Why deep nets are great
- If you know about multi-layer perceptrons learning
via back propagation of error, you are in pretty good shape to
understand deep nets.
- The basic problem from the 80s and MLPs is that you couldn't really
go beyond two levels of hidden layers.
- There were two reasons really: not enough data, and not enough
computing power.
- There was some thinking a few years back when deep nets started
to become popular that the problem was the learning algorithm.
In general, backprop still works.
- However, there are a lot of other good algorithms.
- It also helps if you train the system a layer at a time.
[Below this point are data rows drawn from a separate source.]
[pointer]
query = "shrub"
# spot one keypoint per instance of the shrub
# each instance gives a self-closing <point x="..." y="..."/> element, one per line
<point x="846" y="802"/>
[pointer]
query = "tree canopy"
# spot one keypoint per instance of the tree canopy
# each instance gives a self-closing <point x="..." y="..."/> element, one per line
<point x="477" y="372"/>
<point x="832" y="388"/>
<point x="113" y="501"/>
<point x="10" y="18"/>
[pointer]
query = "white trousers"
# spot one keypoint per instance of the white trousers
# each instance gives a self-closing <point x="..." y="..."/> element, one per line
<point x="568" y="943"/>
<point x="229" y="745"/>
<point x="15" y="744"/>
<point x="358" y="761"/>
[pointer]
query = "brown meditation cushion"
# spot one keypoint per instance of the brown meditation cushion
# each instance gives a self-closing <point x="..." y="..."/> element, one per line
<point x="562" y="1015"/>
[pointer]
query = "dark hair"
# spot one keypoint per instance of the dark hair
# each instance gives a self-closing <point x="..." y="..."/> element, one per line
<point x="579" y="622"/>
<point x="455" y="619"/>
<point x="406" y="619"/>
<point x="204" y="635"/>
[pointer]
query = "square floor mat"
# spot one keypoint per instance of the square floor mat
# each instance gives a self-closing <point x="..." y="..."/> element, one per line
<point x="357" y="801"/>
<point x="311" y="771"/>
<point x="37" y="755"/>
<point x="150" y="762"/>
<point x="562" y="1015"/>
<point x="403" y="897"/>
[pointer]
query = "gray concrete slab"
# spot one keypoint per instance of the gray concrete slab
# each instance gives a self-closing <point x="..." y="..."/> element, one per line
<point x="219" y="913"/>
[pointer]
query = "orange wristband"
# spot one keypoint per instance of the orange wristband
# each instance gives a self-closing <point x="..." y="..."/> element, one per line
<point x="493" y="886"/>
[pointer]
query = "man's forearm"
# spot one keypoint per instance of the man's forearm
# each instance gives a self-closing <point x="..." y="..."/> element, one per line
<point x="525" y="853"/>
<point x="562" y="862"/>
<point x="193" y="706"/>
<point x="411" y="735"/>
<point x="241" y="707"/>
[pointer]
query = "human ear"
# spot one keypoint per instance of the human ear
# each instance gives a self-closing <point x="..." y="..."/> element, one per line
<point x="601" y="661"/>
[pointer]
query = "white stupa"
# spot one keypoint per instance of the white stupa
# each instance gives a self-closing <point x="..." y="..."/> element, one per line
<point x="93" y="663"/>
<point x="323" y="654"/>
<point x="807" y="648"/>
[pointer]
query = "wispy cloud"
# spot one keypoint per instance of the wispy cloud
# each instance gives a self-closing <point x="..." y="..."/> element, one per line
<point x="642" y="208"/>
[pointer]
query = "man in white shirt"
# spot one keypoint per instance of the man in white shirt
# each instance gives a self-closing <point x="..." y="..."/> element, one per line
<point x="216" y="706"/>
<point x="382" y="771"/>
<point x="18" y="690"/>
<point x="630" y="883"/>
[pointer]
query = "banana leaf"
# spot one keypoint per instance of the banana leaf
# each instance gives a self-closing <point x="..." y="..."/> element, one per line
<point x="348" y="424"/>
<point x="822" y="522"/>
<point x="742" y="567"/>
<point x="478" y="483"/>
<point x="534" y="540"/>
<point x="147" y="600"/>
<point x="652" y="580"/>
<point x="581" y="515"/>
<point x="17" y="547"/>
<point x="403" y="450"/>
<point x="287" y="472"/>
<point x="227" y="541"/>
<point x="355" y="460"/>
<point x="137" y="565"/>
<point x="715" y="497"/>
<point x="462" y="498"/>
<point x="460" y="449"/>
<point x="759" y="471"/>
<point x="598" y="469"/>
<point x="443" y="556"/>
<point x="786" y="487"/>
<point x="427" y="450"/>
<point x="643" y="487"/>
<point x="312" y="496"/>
- What's really good about deep nets, is that there are a lot of
parameters to set using a learning mechanism.
- So, if you have 100 neurons in layer 1, and 100 neuron in layer
2, there are 10,000 connections (or parameters) to set.
- Each layer (of the same size) adds 10,000 new parameters.
- You of course do not have to use perceptrons. Restricted
Boltzmann Machines are popular, but you can use other things.
- A common technique is make a generative model between the input
and first layer, so that the system is more roboust. You can
use an auto-associator (like a Hebbian rule) for this.
- There's no restriction between the connectivity in levels,
the number of neurons in levels, or even the levels themselves (e.g. level 2
can split to level 3a and 3b, and then later combine into level 4.).
- If you are doing vision, you might want to have a 2D input field, with
spatially local connectivity.
- You can use different learning algorithms at different levels or even
different algorithms at different times on a given level.
- It's incredibly flexible, or perhaps incredibly underspecified.
- However, there is a lot of solid (published) mathematical theory
behind it.